On Thursday, the day after the Wisconsin Senate voted to strip public employees of their collective bargaining rights, 7,000 people rallied in Madison chanting “We will never give up.” Some of the protestors took the rally inside the state Capitol where they continued chanting and beating on drums.
The demonstration delayed the General Assembly from voting on the union busting measure. Doors to the Assembly and its gallery were locked to keep demonstrators outside. Eventually police were called in to clear the building, and they arrested about 50 demonstrators who refused to leave. Rallies and demonstrations against the bill were held in 12 other Wisconsin cities on Thursday.
The General Assembly passed the measure on Thursday and Gov Walker signed it into law on Friday.
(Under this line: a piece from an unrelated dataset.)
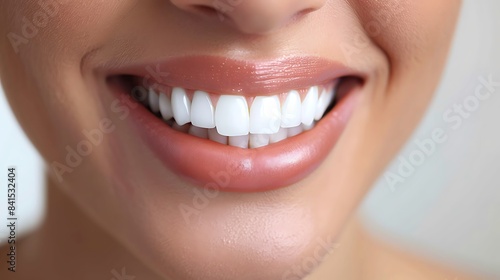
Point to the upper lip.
(222, 75)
To protest the new law, high school students in Madison said that they would walk out of class at 2:00 PM Friday and hold a teach-in at the library mall in downtown Madison. “We are asking all students in the United States to walk out at 2:00 PM local time in solidarity with Wisconsin and to organize teach-ins on the attacks on public education and working families where you live,” read the announcement of the walk out on the Facebook page of Wisconsin Students in Solidarity.
The Wisconsin Farmers Union and Family Farm Defenders on Saturday will hold a tractorcade ending up at the Capitol. The event will protest Gov Scott Walker’s proposed budget cuts that the union says will cause local property taxes to increase and take away BadgerCare health insurance from many who could not otherwise afford health care coverage. The tractorcade will also support collective bargaining rights for public employees.
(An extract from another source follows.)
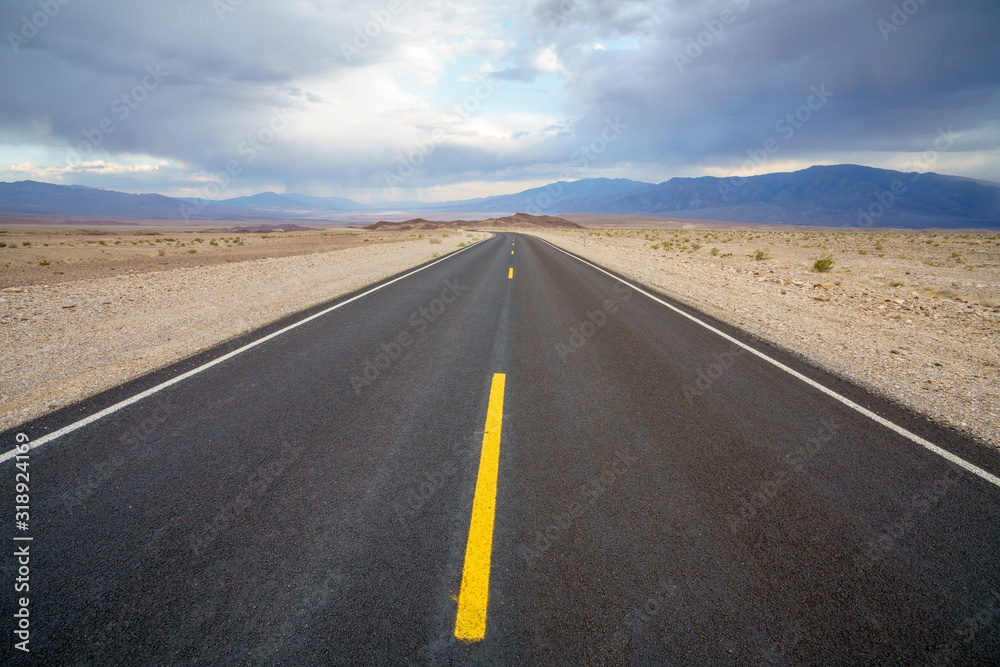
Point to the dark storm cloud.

In addition to the tractorcade, there will be another demonstration on Saturday in Madison that unions are urging members to attend. Bus schedules have been posted for those coming in from out-of-town.
Unions and their supporters also stepped up efforts to recall eight of the Republican senators who voted for the anti-worker bill and are subject to a recall petition. SEIU, AFT, and AFSCME are organizing members to canvass the Senate districts with recall petitions. Local demonstrations and rallies in Senate districts are planned throughout the rest of the month.
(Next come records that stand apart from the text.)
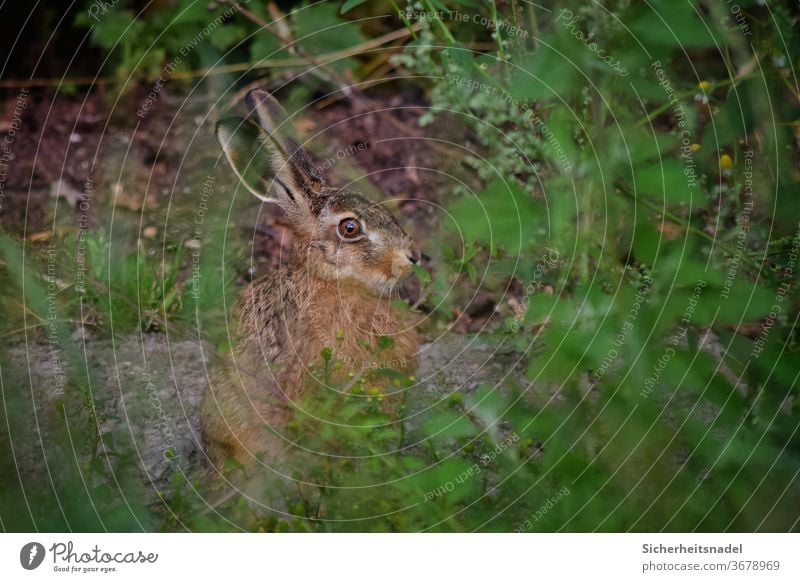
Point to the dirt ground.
(145, 170)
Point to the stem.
(669, 104)
(682, 223)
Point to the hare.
(349, 256)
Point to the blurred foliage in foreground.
(639, 182)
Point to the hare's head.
(342, 235)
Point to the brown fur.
(335, 294)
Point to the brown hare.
(349, 255)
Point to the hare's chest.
(352, 329)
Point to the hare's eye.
(349, 228)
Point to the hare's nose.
(413, 253)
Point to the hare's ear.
(293, 170)
(249, 154)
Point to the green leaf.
(502, 216)
(666, 181)
(350, 4)
(448, 425)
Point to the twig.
(218, 70)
On Thursday after the Senate passed the measure, General Assembly Minority Leader Peter Barca, Dane County Executive Kathleen Falk, and Madison Mayor Dave Cieslewicz filed complaints charging that open meeting laws were violated when the Senate committee that adopted the measure held a hearing without giving proper notice.
John Matthews, executive director of the Madison teachers’ union, told members after the Senate vote on Wednesday that they should show up for work on Thursday, but promised them that the Senate’s “improper and illegal action will be challenged in court.”
“The struggle is not over,” the Wisconsin AFL-CIO said. “Working people are mobilizing and working on recall efforts to change the Wisconsin state Senate, and are exploring legal challenges to the manner in which (Wednesday’s) vote was conducted.”